The Science of Diabetes Self-Management and Care
- Discipline: Health Sciences
- Language: English
- Edited by: James Fain

Publication details
- Former name: The Diabetes Educator
- History: 1975–present
- Publisher: SAGE Publications (United Kingdom)
- Frequency: Bimonthly
- Impact factor: 1.792 (2014)

Standard abbreviations
- ISO 4: Sci. Diabetes Self-Manag. Care

Indexing
- ISSN: 0145-7217 (print) 1554-6063 (web)
- LCCN: 77640396
- OCLC no.: 2776215

Links
- Journal homepage; Online access; Online archive;

= The Science of Diabetes Self-Management and Care =

The Science of Diabetes Self-Management and Care is a peer-reviewed academic journal that publishes papers in the field of Endocrinology. The journal's editor is James Fain, PhD, RN, BC-ADM, FAAN (University of Massachusetts-Dartmouth). It has been in publication since 1980 and until 2021 was titled The Diabetes Educator. It is currently published by SAGE Publications in association with the Association of Diabetes Care & Education Specialists.

== Scope ==
The Science of Diabetes Self-Management and Care publishes original articles on topics such as patient care and education, clinical practice and clinical research. The multidisciplinary journal takes the view of diabetes education as represented by nurses, dieticians, physicians and other professionals. The Science of Diabetes Self-Management and Care aims to serve as a reference for the science and practice of diabetes management.

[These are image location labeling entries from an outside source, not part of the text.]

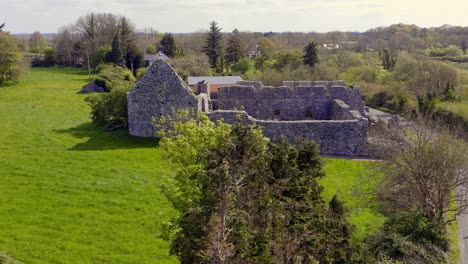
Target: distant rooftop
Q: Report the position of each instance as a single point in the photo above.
(214, 79)
(157, 56)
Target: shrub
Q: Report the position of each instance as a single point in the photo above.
(111, 76)
(110, 109)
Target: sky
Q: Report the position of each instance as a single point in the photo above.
(47, 16)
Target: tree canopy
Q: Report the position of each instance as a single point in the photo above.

== Abstracting and indexing ==
The Science of Diabetes Self-Management and Care is abstracted and indexed in Scopus. According to the Journal Citation Reports, its 2014 impact factor is 1.792, ranking it 98 out of 128 journals in the category ‘Endocrinology & Metabolism’. and ranking it 52 out of 145 journals in the category ‘Public, Environmental, and Occupational Health’.